Ariel Winograd compara el proceso de realización de su tercer largo con una saga en capítulos. "Lo primero fue hacer propio el guión de Adrián Garelik, que me llegó a través de los productores. En ese camino, para mí era atractivo darle al libro algo particular desde el verosímil, crearle una atmósfera y código propios. A partir de ahí volvimos a ver Intriga internacional, de Alfred Hitchcock, y se transformó en nuestra referencia. No sólo de fotografía, sino de arte y de vestuario", explica el director de Vino para robar, cuyo estreno en la Argentina está previsto para agosto. "Por sobre todo, es una comedia policial -apunta Winograd-. El desafío, para mí, es que todo lo policial, de robos y de acción, esté filmado en ese código verosímil. E hicimos un trabajo previo de investigación. Un asesor en seguridad nos dio una suerte de curso, a mí y a los directores de arte, explicándonos cómo abrir la bóveda y las cajas de seguridad que aparecen en el film para que las situaciones resulten creíbles."

La búsqueda de verosimilitud fue en sí misma una experiencia, según confiesa Winograd. "Cuando comenzamos a trabajar el tema del guión, vi montones de películas del género.
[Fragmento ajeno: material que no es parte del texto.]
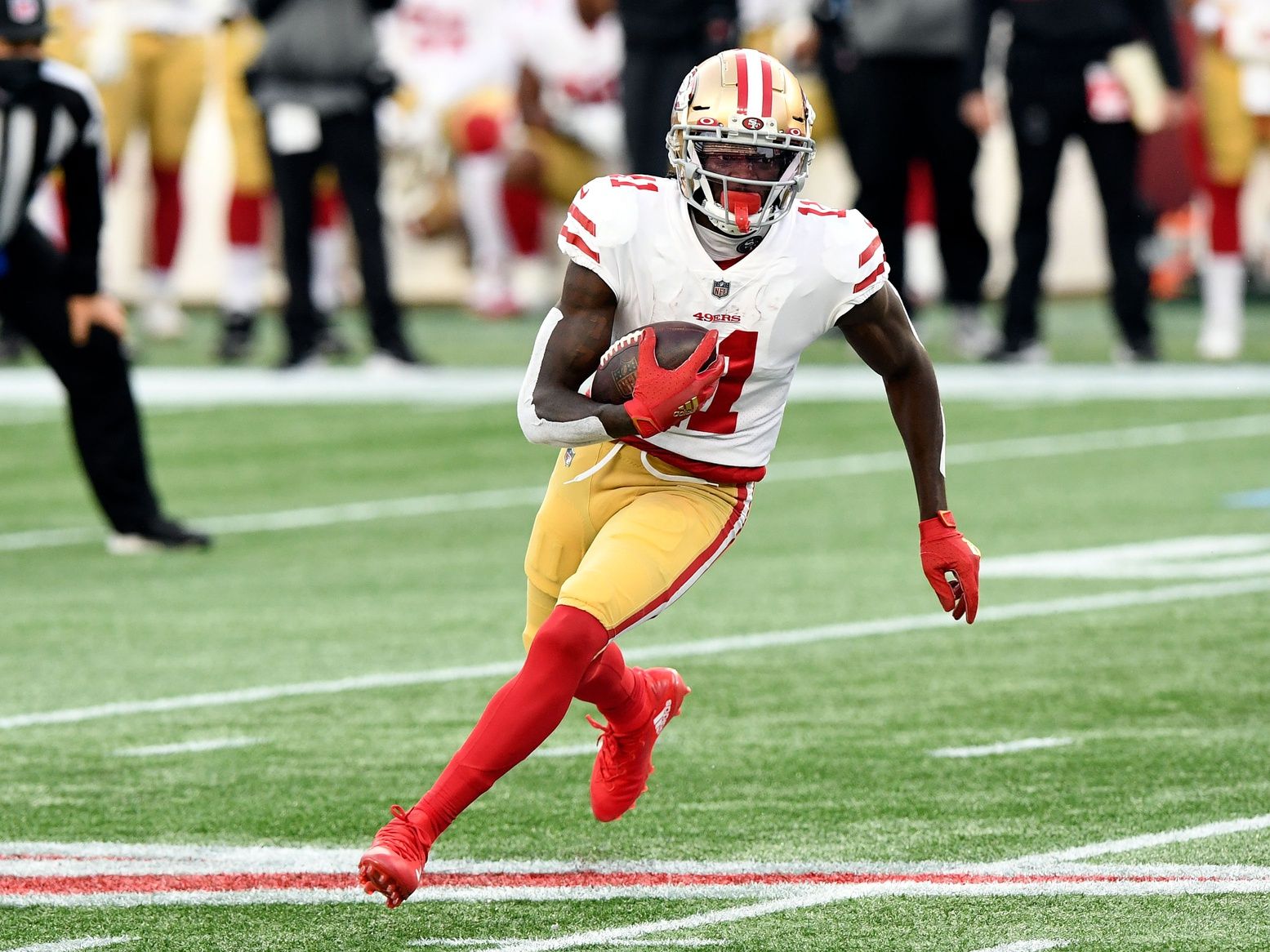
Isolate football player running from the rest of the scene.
[359,50,979,906]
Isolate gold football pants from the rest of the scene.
[101,33,207,169]
[1199,42,1270,185]
[524,442,752,647]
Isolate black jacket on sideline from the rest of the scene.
[963,0,1183,90]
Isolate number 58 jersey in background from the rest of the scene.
[559,176,889,483]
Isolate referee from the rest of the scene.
[0,0,211,554]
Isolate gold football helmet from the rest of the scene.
[666,50,815,235]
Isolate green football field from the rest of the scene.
[0,305,1270,952]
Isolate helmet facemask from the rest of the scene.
[666,50,815,236]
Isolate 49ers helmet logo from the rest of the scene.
[671,66,697,113]
[9,0,39,24]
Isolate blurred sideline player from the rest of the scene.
[359,50,979,906]
[380,0,524,318]
[506,0,627,309]
[87,0,213,339]
[1192,0,1270,361]
[217,0,348,362]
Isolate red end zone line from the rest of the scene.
[0,872,1193,896]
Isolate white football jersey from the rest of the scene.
[559,176,890,483]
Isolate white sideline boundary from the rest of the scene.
[0,363,1270,409]
[10,936,136,952]
[0,579,1270,731]
[929,737,1076,759]
[0,411,1270,552]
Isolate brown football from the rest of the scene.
[590,321,719,403]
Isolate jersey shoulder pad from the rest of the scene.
[822,208,889,295]
[559,176,659,266]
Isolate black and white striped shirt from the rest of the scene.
[0,60,108,295]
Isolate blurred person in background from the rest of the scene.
[617,0,737,176]
[821,0,996,358]
[506,0,627,305]
[249,0,419,369]
[378,0,520,318]
[1192,0,1270,361]
[87,0,213,340]
[0,0,211,554]
[960,0,1183,362]
[0,0,91,366]
[216,0,350,363]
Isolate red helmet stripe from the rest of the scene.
[760,56,772,118]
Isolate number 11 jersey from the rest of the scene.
[559,176,890,483]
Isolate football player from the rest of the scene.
[1192,0,1270,361]
[504,0,627,300]
[380,0,521,318]
[87,0,212,339]
[359,50,979,906]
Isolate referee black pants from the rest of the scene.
[0,222,158,533]
[1005,60,1153,349]
[831,56,988,309]
[270,109,403,358]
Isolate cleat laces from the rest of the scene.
[586,714,644,787]
[375,803,432,865]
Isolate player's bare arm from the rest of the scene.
[838,282,947,519]
[838,282,979,623]
[533,263,636,437]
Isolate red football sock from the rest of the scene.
[503,185,542,255]
[412,606,608,839]
[151,165,180,272]
[573,641,653,734]
[229,192,264,247]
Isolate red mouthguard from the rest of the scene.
[728,192,764,231]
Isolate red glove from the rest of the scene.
[917,509,979,625]
[624,327,724,437]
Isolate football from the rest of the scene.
[590,321,719,403]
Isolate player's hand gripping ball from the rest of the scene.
[590,321,724,437]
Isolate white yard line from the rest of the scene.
[0,413,1270,552]
[0,363,1270,411]
[114,737,265,757]
[477,879,1270,952]
[931,737,1073,758]
[0,579,1270,730]
[405,939,728,950]
[1011,814,1270,867]
[10,936,136,952]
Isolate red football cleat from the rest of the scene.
[357,803,432,909]
[586,668,692,822]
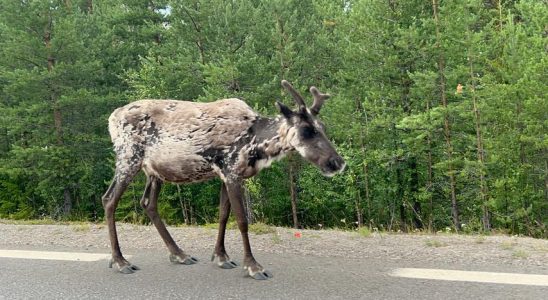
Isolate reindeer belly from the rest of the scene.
[143,154,218,183]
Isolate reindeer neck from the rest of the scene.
[250,116,294,164]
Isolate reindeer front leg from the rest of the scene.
[211,183,238,269]
[225,180,272,280]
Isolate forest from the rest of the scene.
[0,0,548,238]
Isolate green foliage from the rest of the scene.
[0,0,548,238]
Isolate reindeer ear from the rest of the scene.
[276,101,294,119]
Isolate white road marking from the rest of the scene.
[0,249,117,261]
[390,268,548,286]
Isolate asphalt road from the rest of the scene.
[0,245,548,300]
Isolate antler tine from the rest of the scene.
[282,79,306,109]
[310,86,330,115]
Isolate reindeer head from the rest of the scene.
[277,80,346,177]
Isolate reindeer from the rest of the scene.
[102,80,345,280]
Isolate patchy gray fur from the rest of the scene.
[103,81,344,279]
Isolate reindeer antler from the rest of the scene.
[310,86,330,115]
[282,79,306,109]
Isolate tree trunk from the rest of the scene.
[468,41,491,231]
[432,0,461,231]
[426,101,434,232]
[63,187,72,216]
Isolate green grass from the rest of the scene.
[0,218,60,225]
[500,241,517,250]
[357,227,371,237]
[71,223,91,232]
[475,235,485,244]
[249,223,276,234]
[512,249,529,258]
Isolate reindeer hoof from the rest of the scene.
[108,258,140,274]
[119,265,140,274]
[249,270,274,280]
[217,260,238,269]
[169,254,198,265]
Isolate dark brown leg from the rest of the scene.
[226,181,272,280]
[141,176,198,265]
[211,183,238,269]
[102,170,139,274]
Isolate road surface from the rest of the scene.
[0,244,548,300]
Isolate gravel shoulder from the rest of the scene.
[0,220,548,273]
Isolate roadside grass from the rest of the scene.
[500,241,518,250]
[474,235,485,244]
[424,239,447,248]
[356,227,371,238]
[249,223,276,234]
[71,223,91,232]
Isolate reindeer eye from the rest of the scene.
[300,127,318,140]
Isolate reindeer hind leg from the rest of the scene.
[141,175,198,265]
[102,144,141,274]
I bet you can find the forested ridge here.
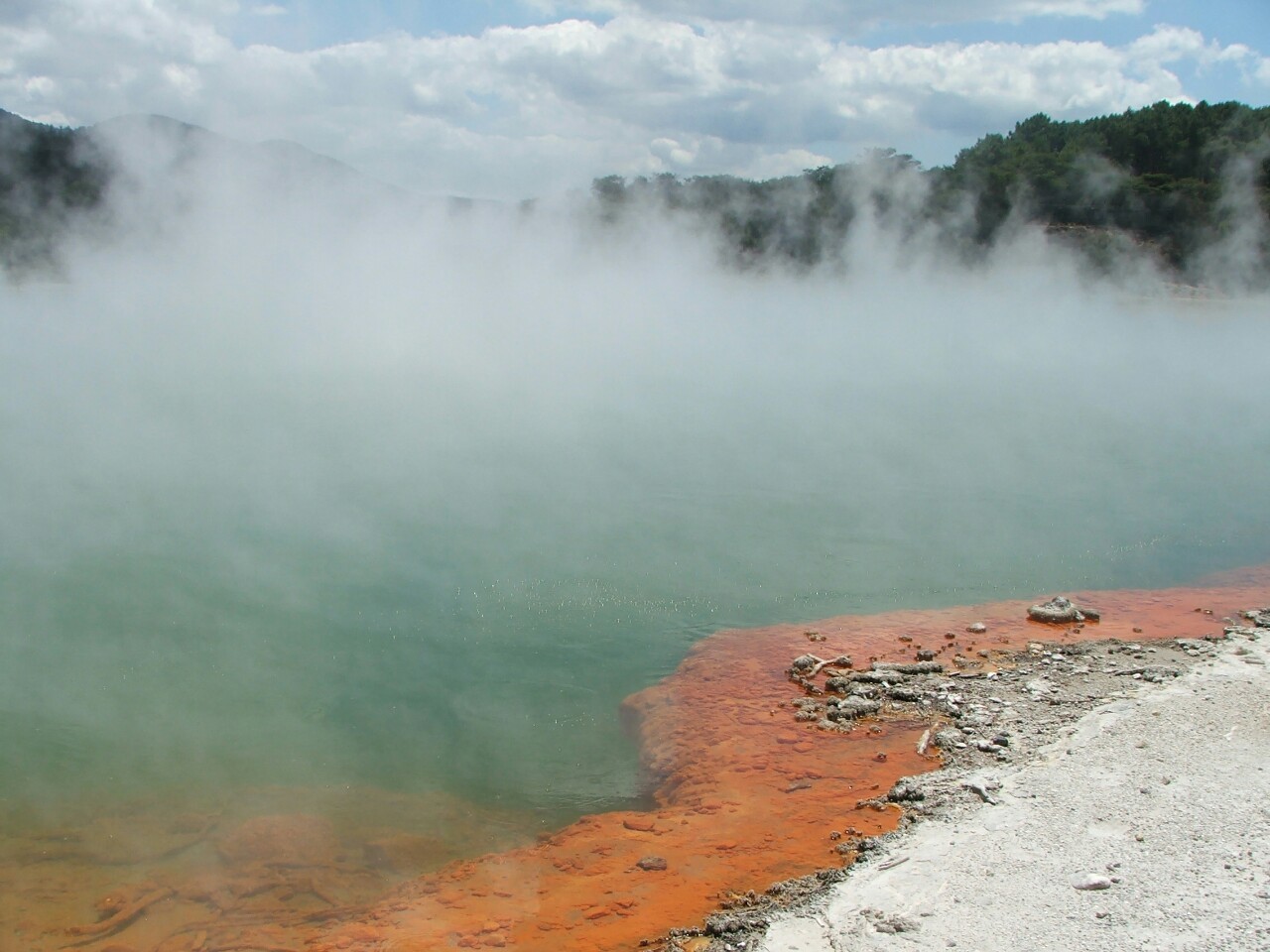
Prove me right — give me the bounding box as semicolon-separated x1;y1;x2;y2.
591;103;1270;285
0;103;1270;286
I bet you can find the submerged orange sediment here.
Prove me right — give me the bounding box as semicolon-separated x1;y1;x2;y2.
0;566;1270;952
314;566;1270;952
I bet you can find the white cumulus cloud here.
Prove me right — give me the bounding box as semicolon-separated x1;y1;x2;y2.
0;0;1270;196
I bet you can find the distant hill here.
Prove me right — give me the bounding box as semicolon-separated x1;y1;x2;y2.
0;110;109;271
591;103;1270;287
0;103;1270;287
0;110;416;274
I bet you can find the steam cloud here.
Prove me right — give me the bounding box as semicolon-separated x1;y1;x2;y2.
0;121;1270;822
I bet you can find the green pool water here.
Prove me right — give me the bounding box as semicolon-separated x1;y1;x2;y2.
0;229;1270;816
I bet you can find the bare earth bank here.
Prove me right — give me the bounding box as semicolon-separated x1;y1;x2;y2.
756;629;1270;952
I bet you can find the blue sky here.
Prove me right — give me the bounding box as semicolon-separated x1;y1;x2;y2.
0;0;1270;198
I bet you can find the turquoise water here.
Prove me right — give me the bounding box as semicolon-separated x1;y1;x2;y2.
0;222;1270;815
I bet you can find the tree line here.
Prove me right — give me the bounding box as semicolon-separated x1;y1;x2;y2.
591;103;1270;286
0;103;1270;285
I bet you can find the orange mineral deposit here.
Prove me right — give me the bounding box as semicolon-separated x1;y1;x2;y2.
310;567;1270;952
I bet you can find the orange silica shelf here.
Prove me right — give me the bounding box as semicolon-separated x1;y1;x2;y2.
310;566;1270;952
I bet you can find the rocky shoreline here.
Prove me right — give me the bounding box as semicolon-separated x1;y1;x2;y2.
666;598;1270;952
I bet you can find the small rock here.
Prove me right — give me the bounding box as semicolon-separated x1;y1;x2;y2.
1028;595;1084;625
1070;874;1111;892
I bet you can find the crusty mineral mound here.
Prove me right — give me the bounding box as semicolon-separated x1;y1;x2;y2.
1028;595;1101;625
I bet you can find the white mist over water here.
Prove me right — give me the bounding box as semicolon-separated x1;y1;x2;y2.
0;125;1270;810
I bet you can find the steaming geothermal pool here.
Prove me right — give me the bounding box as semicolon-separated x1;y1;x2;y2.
0;205;1270;898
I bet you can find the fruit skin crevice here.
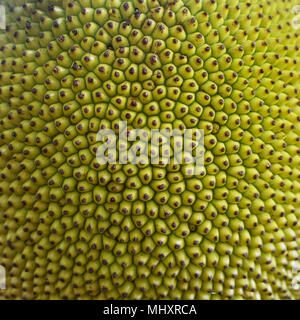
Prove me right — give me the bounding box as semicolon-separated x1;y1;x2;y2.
0;0;300;300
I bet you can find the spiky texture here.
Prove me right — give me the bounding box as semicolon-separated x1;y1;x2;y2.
0;0;300;299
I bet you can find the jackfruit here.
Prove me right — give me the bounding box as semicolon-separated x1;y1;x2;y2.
0;0;300;300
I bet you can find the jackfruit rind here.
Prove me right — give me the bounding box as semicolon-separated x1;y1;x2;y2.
0;0;300;299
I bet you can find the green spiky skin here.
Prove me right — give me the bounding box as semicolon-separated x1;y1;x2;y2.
0;0;300;299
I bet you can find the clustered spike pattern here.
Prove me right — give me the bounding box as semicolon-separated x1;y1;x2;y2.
0;0;300;299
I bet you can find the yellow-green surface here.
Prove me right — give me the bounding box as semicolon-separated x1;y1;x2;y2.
0;0;300;299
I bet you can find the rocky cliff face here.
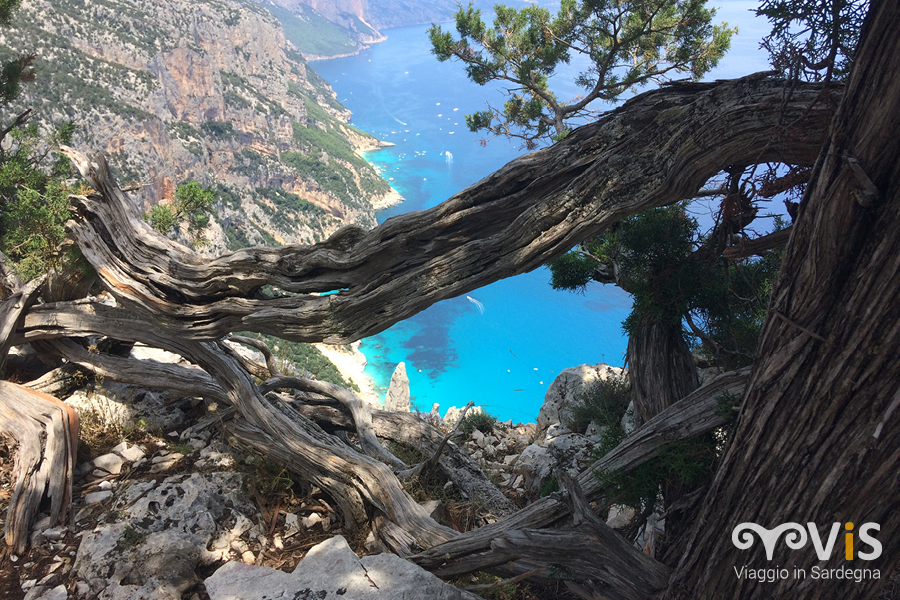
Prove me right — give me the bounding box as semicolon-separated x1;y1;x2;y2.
0;0;395;251
251;0;464;59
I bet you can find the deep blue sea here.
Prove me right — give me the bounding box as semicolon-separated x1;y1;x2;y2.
312;1;766;422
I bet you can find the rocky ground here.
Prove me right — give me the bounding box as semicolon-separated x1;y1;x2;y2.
0;351;636;600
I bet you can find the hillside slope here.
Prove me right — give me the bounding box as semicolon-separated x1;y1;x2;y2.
0;0;396;252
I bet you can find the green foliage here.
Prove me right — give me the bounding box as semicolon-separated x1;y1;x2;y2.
0;123;74;280
567;377;631;436
550;251;599;294
200;121;235;140
594;436;717;512
756;0;869;81
459;409;497;435
144;181;216;242
539;475;559;498
550;203;784;369
428;0;736;148
266;3;356;57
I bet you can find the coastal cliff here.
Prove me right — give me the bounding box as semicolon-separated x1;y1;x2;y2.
0;0;397;252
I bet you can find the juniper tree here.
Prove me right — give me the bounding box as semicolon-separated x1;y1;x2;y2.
428;0;737;148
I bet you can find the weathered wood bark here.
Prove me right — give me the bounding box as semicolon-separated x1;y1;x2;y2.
19;301;456;553
59;76;835;343
35;338;228;402
411;369;749;577
0;381;78;553
295;405;515;520
259;376;406;469
626;316;699;426
0;277;45;376
667;1;900;599
482;472;671;600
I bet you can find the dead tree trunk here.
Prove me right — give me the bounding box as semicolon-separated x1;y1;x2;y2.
0;381;78;553
666;2;900;599
56;76;836;343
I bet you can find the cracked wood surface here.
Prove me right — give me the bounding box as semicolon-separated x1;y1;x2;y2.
64;75;839;344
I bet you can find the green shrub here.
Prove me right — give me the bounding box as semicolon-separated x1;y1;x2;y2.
566;377;631;436
459;411;497;435
0;124;76;280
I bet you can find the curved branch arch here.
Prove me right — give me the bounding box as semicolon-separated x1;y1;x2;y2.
64;74;839;343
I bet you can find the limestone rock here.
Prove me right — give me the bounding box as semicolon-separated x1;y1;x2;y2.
513;444;556;494
205;536;478;600
537;363;623;434
111;442;144;464
94;452;125;475
73;473;255;600
384;363;409;412
66;383;185;431
444;406;481;426
24;585;69;600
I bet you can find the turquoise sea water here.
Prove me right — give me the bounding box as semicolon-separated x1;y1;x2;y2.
313;2;764;421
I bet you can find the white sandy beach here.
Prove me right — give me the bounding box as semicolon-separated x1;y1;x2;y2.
314;342;384;406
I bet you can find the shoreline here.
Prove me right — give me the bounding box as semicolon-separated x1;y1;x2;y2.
313;341;382;408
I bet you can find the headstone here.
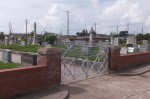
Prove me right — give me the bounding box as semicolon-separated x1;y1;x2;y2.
27;37;32;44
114;37;119;46
102;41;110;48
21;41;26;46
127;47;134;53
5;37;9;45
89;27;94;47
110;34;114;45
98;47;105;55
120;47;128;55
140;40;149;52
2;49;12;63
127;36;136;45
21;53;37;66
81;46;91;55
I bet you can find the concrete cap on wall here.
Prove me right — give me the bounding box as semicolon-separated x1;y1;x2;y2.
110;46;121;51
37;47;61;55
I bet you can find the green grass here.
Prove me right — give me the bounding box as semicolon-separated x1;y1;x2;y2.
0;45;41;53
0;61;20;70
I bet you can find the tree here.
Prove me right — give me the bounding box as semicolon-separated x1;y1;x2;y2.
0;32;5;41
43;33;57;45
76;29;89;36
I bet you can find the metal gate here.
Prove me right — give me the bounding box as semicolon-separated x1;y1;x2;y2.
61;44;109;82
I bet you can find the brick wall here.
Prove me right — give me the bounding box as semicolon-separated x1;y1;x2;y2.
0;48;61;99
109;47;150;71
0;66;48;98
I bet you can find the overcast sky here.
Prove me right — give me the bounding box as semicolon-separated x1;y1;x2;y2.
0;0;150;35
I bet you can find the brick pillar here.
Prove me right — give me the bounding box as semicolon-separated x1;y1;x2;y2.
38;47;61;86
109;46;121;71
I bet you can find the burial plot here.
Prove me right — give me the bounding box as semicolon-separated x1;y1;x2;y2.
120;47;127;54
21;41;26;46
2;50;12;63
114;37;119;46
21;53;37;66
81;46;91;55
140;40;149;52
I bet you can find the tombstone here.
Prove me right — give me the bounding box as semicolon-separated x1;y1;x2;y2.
102;40;110;48
127;36;136;45
113;37;119;46
120;47;128;55
89;27;95;47
27;37;32;44
80;41;86;46
21;41;26;46
127;47;134;53
110;34;114;45
2;49;12;63
32;22;38;45
5;37;9;45
98;47;105;55
44;44;52;48
140;40;149;52
21;53;37;67
81;46;91;55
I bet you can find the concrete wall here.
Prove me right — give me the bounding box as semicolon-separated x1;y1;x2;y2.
0;48;61;99
109;47;150;71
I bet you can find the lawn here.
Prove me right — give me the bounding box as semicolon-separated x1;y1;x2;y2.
0;61;20;70
0;45;41;53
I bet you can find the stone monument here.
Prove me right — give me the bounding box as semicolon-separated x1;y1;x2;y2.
32;22;38;45
89;27;95;47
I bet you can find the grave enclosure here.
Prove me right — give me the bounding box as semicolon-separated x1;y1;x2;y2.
0;48;61;99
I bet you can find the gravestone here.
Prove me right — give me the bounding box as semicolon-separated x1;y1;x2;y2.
21;41;26;46
27;37;32;44
81;46;91;55
140;40;149;52
21;53;37;66
113;37;119;46
127;47;134;53
5;37;9;45
98;47;105;55
127;36;136;45
102;41;110;48
120;47;128;55
2;49;12;63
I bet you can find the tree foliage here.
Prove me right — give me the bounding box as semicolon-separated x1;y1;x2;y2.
43;33;57;45
76;29;89;36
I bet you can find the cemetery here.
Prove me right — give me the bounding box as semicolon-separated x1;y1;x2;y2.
0;24;150;96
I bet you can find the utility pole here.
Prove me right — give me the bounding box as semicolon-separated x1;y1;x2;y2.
94;22;96;33
25;19;29;38
66;11;70;35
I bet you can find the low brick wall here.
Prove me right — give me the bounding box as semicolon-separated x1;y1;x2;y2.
109;47;150;71
0;48;61;99
0;66;49;98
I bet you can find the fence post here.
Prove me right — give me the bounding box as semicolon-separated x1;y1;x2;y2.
38;47;61;86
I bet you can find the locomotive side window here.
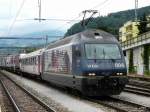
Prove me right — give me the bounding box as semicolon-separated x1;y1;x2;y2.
85;44;121;59
75;50;81;57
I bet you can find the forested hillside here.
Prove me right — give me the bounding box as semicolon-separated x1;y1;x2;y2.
65;6;150;36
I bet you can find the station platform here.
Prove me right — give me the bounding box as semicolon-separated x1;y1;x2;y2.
128;74;150;82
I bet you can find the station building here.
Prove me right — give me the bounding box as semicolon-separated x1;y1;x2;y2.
119;21;150;75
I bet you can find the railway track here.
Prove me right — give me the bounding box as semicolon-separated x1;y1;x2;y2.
0;79;15;112
2;71;150;112
86;97;150;112
0;75;56;112
124;85;150;97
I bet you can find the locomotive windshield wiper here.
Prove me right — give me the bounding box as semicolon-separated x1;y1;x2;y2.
103;48;106;59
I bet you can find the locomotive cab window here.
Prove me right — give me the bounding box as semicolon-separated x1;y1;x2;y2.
85;44;121;59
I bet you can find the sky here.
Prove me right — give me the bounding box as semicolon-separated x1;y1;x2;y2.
0;0;150;36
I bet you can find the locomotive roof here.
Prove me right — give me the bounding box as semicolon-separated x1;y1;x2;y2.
20;48;44;59
47;29;118;49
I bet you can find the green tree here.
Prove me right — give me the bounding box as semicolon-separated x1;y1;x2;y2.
138;13;147;34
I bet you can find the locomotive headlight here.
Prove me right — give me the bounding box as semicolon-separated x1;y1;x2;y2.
88;73;96;76
117;73;123;75
115;63;125;68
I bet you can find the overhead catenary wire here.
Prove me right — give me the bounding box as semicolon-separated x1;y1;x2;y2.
50;0;109;30
7;0;26;35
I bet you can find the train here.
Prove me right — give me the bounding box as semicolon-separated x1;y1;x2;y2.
0;29;128;96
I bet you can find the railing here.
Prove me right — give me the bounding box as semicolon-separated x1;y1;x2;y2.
121;31;150;48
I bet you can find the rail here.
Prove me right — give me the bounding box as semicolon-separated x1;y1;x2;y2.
0;79;21;112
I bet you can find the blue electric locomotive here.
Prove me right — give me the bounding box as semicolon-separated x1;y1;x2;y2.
41;29;128;96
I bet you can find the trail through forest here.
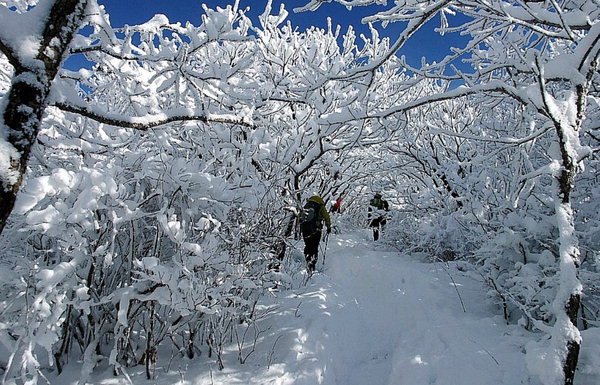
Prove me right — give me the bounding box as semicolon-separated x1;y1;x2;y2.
63;232;537;385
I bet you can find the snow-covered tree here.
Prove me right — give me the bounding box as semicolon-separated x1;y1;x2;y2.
302;0;600;384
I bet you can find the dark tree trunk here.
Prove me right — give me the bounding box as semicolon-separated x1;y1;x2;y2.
0;0;87;233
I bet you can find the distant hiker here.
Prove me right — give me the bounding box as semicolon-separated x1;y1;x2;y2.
329;195;342;213
369;193;390;241
300;195;331;274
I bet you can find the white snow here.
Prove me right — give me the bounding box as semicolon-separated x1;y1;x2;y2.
51;231;556;385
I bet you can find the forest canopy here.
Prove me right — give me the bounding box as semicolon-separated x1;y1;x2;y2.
0;0;600;385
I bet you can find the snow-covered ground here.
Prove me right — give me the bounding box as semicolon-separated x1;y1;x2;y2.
52;232;593;385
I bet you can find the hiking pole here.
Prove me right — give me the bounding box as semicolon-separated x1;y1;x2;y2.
323;233;329;266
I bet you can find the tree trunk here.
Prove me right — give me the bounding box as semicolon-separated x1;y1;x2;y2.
552;130;582;385
0;0;88;233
También hay algo muy loco en cuanto a las vueltas que da la vida: Inside man [N. de R: Plan oculto, de 2006], el film de Spike Lee en el que trabajé como técnico, es sobre un robo a un banco. En cierto modo, también lo usamos como referencia. Y hay homenajes, como uno a Heist, de David Mamet, en una secuencia que filmamos con Pablo Rago. También tomamos como referencia videos de unas vacaciones de Natalie Wood, que nos trajo la vestuarista de la película, y que aportaron data para el personaje de Valeria Bertuccelli. Muchas cosas fueron sincronizando a partir del trabajo con los actores. O con la gente del equipo técnico, y los productores. Por otra parte, tenemos unas locaciones tremendas en Mendoza, que nunca se filmaron, son muy cinematográficas y responden absolutamente al género de la película. Entonces todo va sumando", concluye el director de Vino para robar ..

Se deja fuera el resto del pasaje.